At Future of Fintech 2018, Vlad Tenev talked about legacy brokerages, cryptocurrency trading, and new products, as the commission-free trading platform focuses on building its customer base.
2018 was a big year for Robinhood. The trading app crossed 4 million users, saw its valuation grow fourfold to $5.6B, and added cryptocurrency trading.
What is Robinhood offering that traditional brokerages aren’t?
The most important differentiator is price.
“If you’re buying 1,000 shares of Apple, that’s a $200,000 transaction,” said Vlad Tenev speaking with Fortune’s Jen Wieczner’s at CB Insights’ Future of Fintech 2018 conference. At that transaction level, “maybe a $4.95 trade commission is not super relevant.

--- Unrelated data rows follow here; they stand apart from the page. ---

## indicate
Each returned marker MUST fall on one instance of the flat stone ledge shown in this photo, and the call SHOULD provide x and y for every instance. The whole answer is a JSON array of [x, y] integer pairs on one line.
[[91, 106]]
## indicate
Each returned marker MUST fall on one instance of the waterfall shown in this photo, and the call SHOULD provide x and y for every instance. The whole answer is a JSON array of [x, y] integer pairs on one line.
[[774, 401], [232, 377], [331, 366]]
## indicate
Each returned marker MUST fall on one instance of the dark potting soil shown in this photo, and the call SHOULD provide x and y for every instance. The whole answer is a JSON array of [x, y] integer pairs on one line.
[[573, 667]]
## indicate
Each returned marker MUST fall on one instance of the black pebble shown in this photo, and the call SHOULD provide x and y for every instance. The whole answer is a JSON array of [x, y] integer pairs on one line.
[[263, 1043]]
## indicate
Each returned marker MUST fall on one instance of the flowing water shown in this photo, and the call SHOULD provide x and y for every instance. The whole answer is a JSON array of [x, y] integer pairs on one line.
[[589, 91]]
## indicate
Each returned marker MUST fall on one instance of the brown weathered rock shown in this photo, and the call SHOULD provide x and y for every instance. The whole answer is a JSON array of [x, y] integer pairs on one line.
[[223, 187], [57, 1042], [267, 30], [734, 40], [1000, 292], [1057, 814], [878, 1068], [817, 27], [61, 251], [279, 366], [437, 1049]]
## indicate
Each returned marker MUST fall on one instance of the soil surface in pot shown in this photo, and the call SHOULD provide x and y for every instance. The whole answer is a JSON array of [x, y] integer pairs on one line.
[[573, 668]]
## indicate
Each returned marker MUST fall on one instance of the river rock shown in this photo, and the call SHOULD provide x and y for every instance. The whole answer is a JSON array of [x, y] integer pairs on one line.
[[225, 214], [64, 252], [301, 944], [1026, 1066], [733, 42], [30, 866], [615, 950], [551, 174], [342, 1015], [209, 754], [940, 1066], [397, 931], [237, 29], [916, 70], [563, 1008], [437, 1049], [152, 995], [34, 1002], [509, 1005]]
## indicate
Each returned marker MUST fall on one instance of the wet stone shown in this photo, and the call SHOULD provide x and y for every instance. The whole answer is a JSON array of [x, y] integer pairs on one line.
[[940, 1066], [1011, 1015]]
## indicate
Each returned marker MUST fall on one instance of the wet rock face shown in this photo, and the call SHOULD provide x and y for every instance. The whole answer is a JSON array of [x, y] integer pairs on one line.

“But very few people make $200,000 trading transactions in 1 go.”
For Robinhood, the bread and butter has always been the mass market and the mass market can’t afford to make $200K transactions like that.
Robinhood offers commission-free trading, which makes it the entry point for a much younger investment demographic than traditional brokerages.
When the company first launched its zero-commission stock trading app in 2015, the business model surprised the industry. The startup targeted a younger demographic. Its median customer age is 28.
While that’s a very different profile then the traditional brokerage, Tenev believes Robinhood’s model is likely to bring overall commissions down across the industry.
“The industry’s not going to stay still. We’re assuming everyone’s going to try to compete on price,” said Tenev.
When that happens, the biggest challenge for brokerages will be efficiency.
“What we’ve effectively done … is compress the margin … and we’re making up for that in number of customers and efficiency.”
Robinhood operates at a much lower margin than legacy brokerages and is focused on volume, efficiency, and technology to compete with a commission-free business model.
Traditional brokerages are “not really technology companies.”
Not a lot of highly talented engineering or product-focused people working at big tech companies would want to move to discount brokerages or banks, said Tenev.
“Legacy players will have to figure out how to attract the best talent.”